These are random notes from one student in one class of one professor (:mic) AND IT’S NOT MY CLASS OR NOTES FROM MY CLASS … and it’s hilarious.
“God, Jesus, Bible–all banned.”
“The iPhones are banned because I don’t own one.”
“I’ve been condemned to Hell so many times, it just doesn’t phase me anymore.”
“We
have 12 here, our own remnant–so I will just name you after the
disciples. Do you want to pick or shall I assign names as I see
emerging personalities?”
“Any time you can drive a Fundie nuts, it’s probably worth it.”
“We
all went into pottery class preparing to create some small version of
Michaelangelo’s David, and we all came out with some sort of ashtray.”
“They used to throw animal intestines down and read those. I’d like to see that come back.”
“There are days when a pope is really handy.”
“Now some of you are thinking we should just stick to Judaism.”
“I
wish more preachers would listen to that and think about what they
preach. But then we wouldn’t have a whole channel devoted to them on
cable.”
“…and Jesus is going to come back, hopefully not before the wedding night–oh, come on, you’ve all thought it!”
“Otherwise,
you’re left with the idea that God screwed up and I don’t want to go
there. I like what God has done. I think it’s very nice.”
“That’s theologically lame.”
“It’s like ‘Dude, my blind dude was so right!'”
“I learned this from an actual Hispanic.”
“The
one who’s coming in May will be named Natalie which means ‘born at
Christmas.’ But Jesus was born nowhere near Christmas and probably
sometime in the spring. I think it works. It makes a great
pseudo-historical statement.”
“That and ‘No, my eyes were closed because I was praying.'”
“I like to think of them on the beach. It’s very relaxing. I hate the ocean.”
“And I’m just like ‘That ain’t a cow.'”
“Mary herself said ‘All generations–except Protestants–will call me blessed.'”
“And the Philistines collectively change their pants and leave.”
“Yeah, it’s about love, but so is everything else.”
“900 at him every day. Many men buckle living with one woman. It’s only a matter of time. But I digress.”
“Thus the term chick flick–totally predictable.”
“Once you learn people are stupid, you’re almost out of here. You might have earned a psych degree.”
“I’m
not saying women are evil. I’m saying that some women are evil, and she
exemplifies the category. Some men are evil, and she does not exemplify
that category. She comes close, though.”
“He girded his loins! That’s what we all want!”
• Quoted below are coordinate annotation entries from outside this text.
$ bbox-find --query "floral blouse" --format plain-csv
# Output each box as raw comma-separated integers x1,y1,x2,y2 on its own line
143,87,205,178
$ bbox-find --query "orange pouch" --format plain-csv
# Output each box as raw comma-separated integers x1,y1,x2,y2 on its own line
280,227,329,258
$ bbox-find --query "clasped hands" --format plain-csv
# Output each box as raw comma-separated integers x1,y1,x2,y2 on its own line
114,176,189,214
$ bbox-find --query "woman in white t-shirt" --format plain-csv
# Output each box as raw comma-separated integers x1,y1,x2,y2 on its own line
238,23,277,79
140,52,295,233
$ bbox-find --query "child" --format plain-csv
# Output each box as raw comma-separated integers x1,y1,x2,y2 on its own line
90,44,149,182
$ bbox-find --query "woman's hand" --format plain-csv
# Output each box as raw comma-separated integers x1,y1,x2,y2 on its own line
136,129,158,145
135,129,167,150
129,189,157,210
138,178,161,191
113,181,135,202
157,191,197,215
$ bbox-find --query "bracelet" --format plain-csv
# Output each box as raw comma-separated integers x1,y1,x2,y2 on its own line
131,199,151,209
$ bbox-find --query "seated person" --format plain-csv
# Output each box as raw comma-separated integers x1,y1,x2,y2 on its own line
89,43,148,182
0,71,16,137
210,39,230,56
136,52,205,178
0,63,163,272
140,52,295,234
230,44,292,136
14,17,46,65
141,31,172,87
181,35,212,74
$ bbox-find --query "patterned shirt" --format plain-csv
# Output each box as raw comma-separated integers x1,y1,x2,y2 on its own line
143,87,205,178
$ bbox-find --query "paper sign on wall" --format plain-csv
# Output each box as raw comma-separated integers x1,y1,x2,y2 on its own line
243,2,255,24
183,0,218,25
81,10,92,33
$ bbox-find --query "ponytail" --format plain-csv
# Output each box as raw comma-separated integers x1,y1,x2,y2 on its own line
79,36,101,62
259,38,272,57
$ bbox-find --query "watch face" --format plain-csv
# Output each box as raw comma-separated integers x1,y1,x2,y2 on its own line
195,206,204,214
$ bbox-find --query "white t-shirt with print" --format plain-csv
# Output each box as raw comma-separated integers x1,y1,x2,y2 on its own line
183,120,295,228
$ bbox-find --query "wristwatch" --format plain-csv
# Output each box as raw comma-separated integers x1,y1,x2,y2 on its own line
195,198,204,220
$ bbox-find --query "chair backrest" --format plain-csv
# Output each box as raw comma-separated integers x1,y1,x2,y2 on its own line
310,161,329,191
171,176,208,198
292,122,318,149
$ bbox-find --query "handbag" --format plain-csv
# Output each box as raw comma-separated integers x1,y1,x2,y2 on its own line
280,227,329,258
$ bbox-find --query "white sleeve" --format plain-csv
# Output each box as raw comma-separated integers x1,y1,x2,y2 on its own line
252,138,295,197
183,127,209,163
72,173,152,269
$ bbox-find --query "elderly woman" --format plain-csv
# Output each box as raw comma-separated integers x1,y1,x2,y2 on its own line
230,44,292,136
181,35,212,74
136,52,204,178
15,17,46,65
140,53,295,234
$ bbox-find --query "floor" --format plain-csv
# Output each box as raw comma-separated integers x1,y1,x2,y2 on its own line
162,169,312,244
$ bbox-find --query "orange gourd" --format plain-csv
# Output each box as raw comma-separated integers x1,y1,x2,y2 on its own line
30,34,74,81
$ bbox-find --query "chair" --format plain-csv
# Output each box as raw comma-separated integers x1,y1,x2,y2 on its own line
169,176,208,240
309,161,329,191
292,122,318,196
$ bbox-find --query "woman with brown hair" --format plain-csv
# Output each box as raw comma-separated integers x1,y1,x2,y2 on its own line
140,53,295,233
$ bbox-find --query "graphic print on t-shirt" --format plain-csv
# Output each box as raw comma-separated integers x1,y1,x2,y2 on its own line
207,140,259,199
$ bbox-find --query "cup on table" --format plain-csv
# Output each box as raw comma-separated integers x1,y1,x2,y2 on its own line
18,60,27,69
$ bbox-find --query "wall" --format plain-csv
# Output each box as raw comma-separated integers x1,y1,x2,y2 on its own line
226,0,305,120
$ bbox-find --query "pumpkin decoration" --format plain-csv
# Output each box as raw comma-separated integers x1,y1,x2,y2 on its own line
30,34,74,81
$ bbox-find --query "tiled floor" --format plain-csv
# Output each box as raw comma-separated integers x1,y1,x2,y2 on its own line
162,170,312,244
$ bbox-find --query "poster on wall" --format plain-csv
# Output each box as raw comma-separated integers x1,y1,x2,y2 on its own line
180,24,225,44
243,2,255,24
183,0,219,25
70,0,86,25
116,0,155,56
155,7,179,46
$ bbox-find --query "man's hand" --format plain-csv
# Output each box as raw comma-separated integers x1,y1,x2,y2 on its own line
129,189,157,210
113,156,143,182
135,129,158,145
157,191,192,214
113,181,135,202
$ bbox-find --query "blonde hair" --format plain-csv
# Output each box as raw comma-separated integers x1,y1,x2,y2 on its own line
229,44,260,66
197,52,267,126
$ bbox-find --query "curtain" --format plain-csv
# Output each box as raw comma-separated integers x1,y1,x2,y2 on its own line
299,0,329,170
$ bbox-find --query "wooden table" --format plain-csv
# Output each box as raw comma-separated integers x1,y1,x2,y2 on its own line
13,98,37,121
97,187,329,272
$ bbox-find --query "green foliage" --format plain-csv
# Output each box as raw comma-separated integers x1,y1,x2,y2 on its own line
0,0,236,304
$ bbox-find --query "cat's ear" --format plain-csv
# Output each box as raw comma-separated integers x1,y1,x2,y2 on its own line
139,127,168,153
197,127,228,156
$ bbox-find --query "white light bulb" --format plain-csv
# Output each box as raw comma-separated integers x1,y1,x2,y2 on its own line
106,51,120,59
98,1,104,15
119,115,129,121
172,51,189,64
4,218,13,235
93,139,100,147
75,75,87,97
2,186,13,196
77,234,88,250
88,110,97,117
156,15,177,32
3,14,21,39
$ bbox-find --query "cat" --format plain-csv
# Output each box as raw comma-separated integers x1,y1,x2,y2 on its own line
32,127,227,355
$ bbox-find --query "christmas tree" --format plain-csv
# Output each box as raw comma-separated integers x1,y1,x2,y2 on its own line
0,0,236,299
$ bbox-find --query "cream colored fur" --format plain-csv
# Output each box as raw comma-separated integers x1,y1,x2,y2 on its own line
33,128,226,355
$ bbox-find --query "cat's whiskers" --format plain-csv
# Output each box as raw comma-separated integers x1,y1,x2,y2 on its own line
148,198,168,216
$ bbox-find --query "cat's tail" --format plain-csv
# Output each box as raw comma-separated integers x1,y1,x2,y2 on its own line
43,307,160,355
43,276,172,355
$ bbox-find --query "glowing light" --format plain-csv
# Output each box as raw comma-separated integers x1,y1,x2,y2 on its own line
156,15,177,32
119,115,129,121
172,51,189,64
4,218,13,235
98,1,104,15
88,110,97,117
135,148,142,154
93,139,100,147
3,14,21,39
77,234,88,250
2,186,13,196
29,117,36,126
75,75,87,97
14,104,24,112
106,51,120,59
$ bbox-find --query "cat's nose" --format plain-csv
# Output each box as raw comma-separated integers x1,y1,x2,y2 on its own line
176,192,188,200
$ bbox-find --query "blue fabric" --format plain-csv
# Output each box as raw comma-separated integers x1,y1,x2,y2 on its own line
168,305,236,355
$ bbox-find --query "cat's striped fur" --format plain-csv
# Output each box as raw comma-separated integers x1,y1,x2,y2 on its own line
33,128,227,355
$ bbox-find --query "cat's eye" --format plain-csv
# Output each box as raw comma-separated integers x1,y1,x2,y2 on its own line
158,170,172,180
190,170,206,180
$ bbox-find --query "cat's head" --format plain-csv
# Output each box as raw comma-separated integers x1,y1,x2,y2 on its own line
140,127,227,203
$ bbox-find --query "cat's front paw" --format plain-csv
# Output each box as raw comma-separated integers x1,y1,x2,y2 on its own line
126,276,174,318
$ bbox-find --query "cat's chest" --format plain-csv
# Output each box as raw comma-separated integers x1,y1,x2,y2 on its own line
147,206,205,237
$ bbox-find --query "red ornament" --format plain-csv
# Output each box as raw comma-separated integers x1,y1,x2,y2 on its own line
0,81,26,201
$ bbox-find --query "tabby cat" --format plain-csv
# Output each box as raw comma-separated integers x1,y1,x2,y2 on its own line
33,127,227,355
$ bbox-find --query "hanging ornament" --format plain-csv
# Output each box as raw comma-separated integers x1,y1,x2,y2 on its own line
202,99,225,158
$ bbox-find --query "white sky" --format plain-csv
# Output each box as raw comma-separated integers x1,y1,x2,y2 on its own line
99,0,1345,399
“You all get oxymorons, right? Deafening silence. Jumbo shrimp. Country music.”
“We all like you, and I’m sure God is quite fond of you.”
“We’re just hoping this guy isn’t going to be a jerk-butt-face like Samson.”
“People tell me I ruin the Christmas story. I think I make the Christmas story.”
“Bless you, little Shlomo. Bless you, little Shmooly.”
“You start preaching repentance and even San Francisco will run you out.”
“It was a significant factor in the decline of Roman civilization. So is American Idol, but we don’t get on it.”
“Hey, people tattoo 666 on themselves and then claim they’re following Jesus. So, anything’s possible.”
“Because everyone knows when you get drunk you start speaking intelligible languages.”
“Then we’re in Pentecost! Which goes on for ever. Some people just give up and go into something called ‘ordinary time.'”
“It’s like enrolling at St. Mary’s of the Woods and then complaining there are no guys.”
“There
are some students who can’t find their way out of a wet paper sack, but
can finagle every loop hole in a community life agreement.”
“Someone
accused me of telling them to tear this page out of their Bible. That
is completely false. If you did that, you would lose the beginning of
Luke and I would never condone that.”
“Jesus doesn’t want it to be there either.” [reference to the longer ending of Mark]
“Nothing against the King James. It’s just a piece of garbage.”
“So we all started praying for him. Not that his faith would be strengthened, but that he would love stupid metaphors.”
“They will know we are beast followers by our T-shirts.”